Redistributing OSPF into BGP is probably a very bad idea.
Let OSPF do its job as your IGP.
(see disclaimer below)*
(EDIT: I’m going to post how to do the aggregation/origination in Mikrotik BGP in my next post)
BGP shouldn’t need a bunch of stuff dumped into its table for it to go sorting through and aggregating. It should just look down into the routing table, and if it sees a prefix it should advertise, then it adds that prefix into BGP. Boom. Done. If it sees no such prefix, then it does not originate the prefix anymore.
Analogy:
Imagine a bird flying over a lake looking for fish. If the bird is looking for rainbow trout, when it sees one, it will dive down and snatch it, and now there’s a rainbow trout in its talons. If there’s no rainbow trout, then it won’t dive. The bird = BGP, the lake = the routing table, the bird’s talons = bgp table… This bird just originally caught the fish. (it originated the route).
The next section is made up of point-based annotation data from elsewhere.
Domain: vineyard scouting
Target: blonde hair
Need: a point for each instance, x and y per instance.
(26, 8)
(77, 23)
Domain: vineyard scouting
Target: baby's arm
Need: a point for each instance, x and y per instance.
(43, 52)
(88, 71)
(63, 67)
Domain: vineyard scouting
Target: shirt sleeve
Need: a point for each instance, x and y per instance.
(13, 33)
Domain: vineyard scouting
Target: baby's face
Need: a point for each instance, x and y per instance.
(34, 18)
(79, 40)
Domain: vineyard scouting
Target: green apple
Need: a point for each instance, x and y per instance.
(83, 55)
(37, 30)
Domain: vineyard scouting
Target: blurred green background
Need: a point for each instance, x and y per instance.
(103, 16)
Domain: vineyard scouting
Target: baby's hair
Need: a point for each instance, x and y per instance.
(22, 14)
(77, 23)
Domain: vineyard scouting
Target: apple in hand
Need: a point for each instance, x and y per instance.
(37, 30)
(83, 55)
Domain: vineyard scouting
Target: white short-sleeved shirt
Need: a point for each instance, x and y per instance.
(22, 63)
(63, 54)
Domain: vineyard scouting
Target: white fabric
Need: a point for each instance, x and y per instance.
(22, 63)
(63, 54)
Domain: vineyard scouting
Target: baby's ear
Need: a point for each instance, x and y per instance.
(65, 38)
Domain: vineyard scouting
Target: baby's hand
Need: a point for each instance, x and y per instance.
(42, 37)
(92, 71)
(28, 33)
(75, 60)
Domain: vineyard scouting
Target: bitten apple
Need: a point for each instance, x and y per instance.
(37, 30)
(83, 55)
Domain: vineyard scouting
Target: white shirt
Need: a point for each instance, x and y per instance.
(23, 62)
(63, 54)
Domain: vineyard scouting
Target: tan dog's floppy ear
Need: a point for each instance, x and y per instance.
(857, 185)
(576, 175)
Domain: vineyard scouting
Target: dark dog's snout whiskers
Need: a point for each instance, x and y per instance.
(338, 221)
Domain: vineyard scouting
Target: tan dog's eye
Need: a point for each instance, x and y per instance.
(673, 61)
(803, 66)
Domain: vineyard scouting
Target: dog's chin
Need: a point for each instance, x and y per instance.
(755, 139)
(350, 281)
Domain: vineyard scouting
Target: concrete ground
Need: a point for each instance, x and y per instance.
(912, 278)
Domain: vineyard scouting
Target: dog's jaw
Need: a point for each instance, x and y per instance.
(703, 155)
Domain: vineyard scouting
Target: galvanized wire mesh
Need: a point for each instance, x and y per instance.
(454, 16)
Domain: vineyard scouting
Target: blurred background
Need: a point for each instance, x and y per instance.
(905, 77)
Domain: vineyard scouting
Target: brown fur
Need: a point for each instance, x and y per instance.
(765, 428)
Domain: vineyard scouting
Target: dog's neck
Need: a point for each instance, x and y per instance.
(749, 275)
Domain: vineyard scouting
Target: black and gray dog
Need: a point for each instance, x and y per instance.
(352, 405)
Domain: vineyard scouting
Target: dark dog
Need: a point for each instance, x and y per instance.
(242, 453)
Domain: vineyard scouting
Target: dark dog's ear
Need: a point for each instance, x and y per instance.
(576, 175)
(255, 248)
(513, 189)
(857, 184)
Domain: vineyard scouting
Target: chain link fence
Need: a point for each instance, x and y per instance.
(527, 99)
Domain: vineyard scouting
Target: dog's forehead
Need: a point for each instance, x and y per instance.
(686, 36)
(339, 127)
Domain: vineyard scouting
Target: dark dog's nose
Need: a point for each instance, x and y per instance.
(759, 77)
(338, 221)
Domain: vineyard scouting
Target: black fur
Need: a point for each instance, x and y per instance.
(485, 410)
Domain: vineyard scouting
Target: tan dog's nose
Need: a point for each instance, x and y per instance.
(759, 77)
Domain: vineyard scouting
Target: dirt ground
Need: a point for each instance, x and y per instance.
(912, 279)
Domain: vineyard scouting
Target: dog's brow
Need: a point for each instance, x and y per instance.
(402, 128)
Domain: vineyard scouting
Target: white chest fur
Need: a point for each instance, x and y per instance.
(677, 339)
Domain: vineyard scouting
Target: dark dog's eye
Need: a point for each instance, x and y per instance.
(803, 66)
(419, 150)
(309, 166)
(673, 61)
Now suppose you dragged a net through the lake and tied it up in a bundle and the bird grabs the net and flies off with the whole thing. Now it goes picking through everything in the net - frogs, snakes, fish it doesn’t want to eat, junk from the bottom - and of course a rainbow trout that it does eat. It just had to carry EVERYTHING before it could pick out what it wanted.
Back to the real world:
Your configuration sounds like a way to have the router withdraw its advertisement of the master /48 prefix if the router loses its inward-facing connectivity, yet remains connected to its eBGP peer(s). (switch failure / cable failure / interface failure / etc) That’s an excellent design, but you don’t need to redistribute OSPF to do it.
Three ways to originate the route without redistributing ospf:
Consider originating a null route to 2001:db8::/48 (use your real prefix(es) here) at your core routers in OSPF. If the border router has reachability to at least one core router, then it is “connected” to your network, and it will see that /48 route in OSPF. Configuring “network 2001:db8::/48” in the border router would then correctly cause it to originate your /48 prefix whenever it sees the route “down” in OSPF - and as the most preferred type of route: Origin IGP, and not atomic aggregate. If you have multiple border routers, they can all originate the same prefix this way.
If your network is really big and you have route reflectors, then you should just originate the prefix at the RRs and let iBGP hand it out to all of your border routers.
If your network isn’t that large, and you just want to use some specific internal prefixes to signal BGP to create the aggregate prefix when they’re reachable, then consider simply originating the more specific “flag” prefixes using network statements. If any of these network statements matches a prefix in the routing table, it will create the prefix in BGP and your aggregate statement will have its prefix to work with. You won’t need a filter - BGP will just originate the prefixes itself and then glue them together with the aggregate statement.
Basically, the goal of bgp the world over, is to forward a packet to whichever router originally held up its hand and said “I know where to go to reach this network” - When the packet reaches that router, BGP is finished, and the IGP takes over.
Redistributed routes are like the Loch Ness monster for BGP - It heard this route exists somewhere nearby, but it never was spotted by any completely believable witness.
“Best Practice Speech” disclaimer:
You know your own network better than I do, and if you have reasons for doing things the way you do, then by all means continue to do so. I simply point out best practices for those who are interested, or who may not have been aware.